Bebarapa kali sudah ditulis mengenai kebohongan public dimedia kita ini. Nampaknya kebohongan public dapat saja semakin menjamur di Negara kita. Tetapi pasti ada juga upaya dibangun untuk mencegah kecenderungan itu, seperti “Rumah anti Kebohongan”.
Kecenderungan kebohongan itu proses yang menyangkut manusia, dan “alami”, tidak dibuat-buat tidak direkayasa. Maka pasti juga tidak berdiri sendiri melainkan sudah ada prakondisi sejak sebelumnya.
Untuk menyebut yang sederhana saja kiranya mudah disebut: pertama: orang, pelakunya, latarbelakang keluarga, pendidikan, dan segala macam kompetensinya. Tentu kebohongannya juga mempunyai ciri, kwalitas, dan intensitasnya sendiri-sendiri. Kedua: lingkungan saat ini, baik lingkup sempit, local, maupun global. Secara local dinegara sendiri sudah sangat sering dikatakan disayangkan tidak ada lagi disekolah kita mata pelajaran budipekerti. Pengaruh global:dengan terbukanya komunikasi dengan masyarakat global maka budaya dan perilaku juga berubah.
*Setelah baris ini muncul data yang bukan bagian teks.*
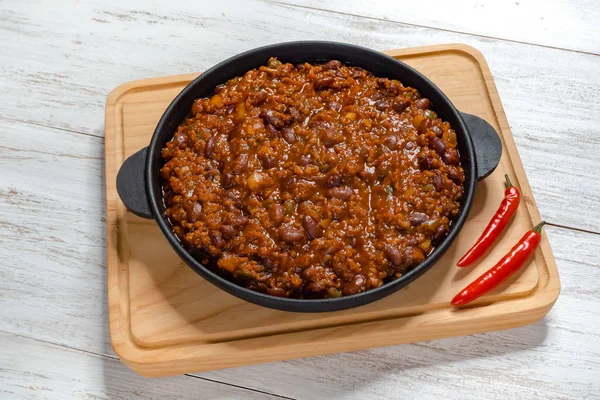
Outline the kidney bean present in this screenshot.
[442,149,460,165]
[327,186,354,200]
[185,202,202,221]
[220,225,239,239]
[279,226,305,244]
[192,99,204,117]
[262,154,277,169]
[267,287,287,297]
[204,135,217,158]
[323,128,344,147]
[314,76,335,90]
[302,215,323,240]
[248,90,269,106]
[327,101,342,112]
[404,246,425,267]
[409,212,429,226]
[431,137,446,157]
[258,110,285,129]
[233,153,248,174]
[392,97,410,113]
[419,156,433,170]
[173,132,187,149]
[375,100,390,111]
[323,60,342,70]
[415,97,431,110]
[383,243,402,267]
[215,84,225,94]
[343,274,367,295]
[208,231,225,249]
[433,172,444,192]
[224,214,249,228]
[383,135,400,151]
[281,128,296,144]
[433,225,448,240]
[265,124,279,139]
[288,107,302,122]
[327,174,343,188]
[269,204,284,225]
[221,172,235,189]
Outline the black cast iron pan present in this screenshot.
[117,41,502,312]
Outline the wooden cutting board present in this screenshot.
[105,44,560,376]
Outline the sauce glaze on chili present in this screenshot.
[161,58,464,298]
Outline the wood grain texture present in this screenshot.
[0,121,600,399]
[0,0,600,232]
[275,0,600,54]
[0,0,600,399]
[105,45,560,376]
[0,332,281,400]
[199,227,600,400]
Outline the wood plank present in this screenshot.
[0,0,600,232]
[0,117,600,399]
[0,121,600,399]
[105,45,559,376]
[275,0,600,54]
[0,332,281,400]
[198,227,600,400]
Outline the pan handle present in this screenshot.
[117,147,153,219]
[461,112,502,181]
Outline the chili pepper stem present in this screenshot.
[532,221,546,234]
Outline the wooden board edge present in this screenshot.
[114,280,558,377]
[105,44,560,377]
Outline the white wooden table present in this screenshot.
[0,0,600,399]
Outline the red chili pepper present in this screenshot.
[456,175,521,267]
[451,221,545,306]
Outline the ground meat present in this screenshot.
[161,59,464,298]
Konsumerisme, hedonisme, tuntutan kemudahan, serba instant, kesukaan yang glamour mengubah pola piker, pola makan, pola gerak.
Sementara itu kemampuan financial tidak mendukung untuk memenuhi kebutuhan itu. Maka kecenderungan tidak menghormati nilai kebenaran, nilai kejujuran pasti menjadi solusi yang termudah.: Bohong, menipu,mencuri.
Belum lama ini di Fb. seorang teman dalam grup MertoAlumni melontar pertanyaan mengenai Pengakuan dosa. Pengakuan dosa yang dimaksud oleh teman tersebut adalah perilaku “pertobatan berkelanjutan” atas dasar iman dan ajaran agama. Pertobatan dipahami sebagai sikap manusia yang berbalik dari dosa kembali kepada Sang Pencipta. Untuk pertobatan berkelanjutan didahului oleh pengakuan atas dosanya. Pengakuan dosa bisa dilakukan secara formal diforum resmi bisa secara informal secara pribadi. Untuk pengakuan dosa yang baik didahului oleh Penelitian Batin. Konsekwensinya perlu adanya penelitian batin berkelanjutan, yaitu evaluasi perilaku pribadi secara rutin.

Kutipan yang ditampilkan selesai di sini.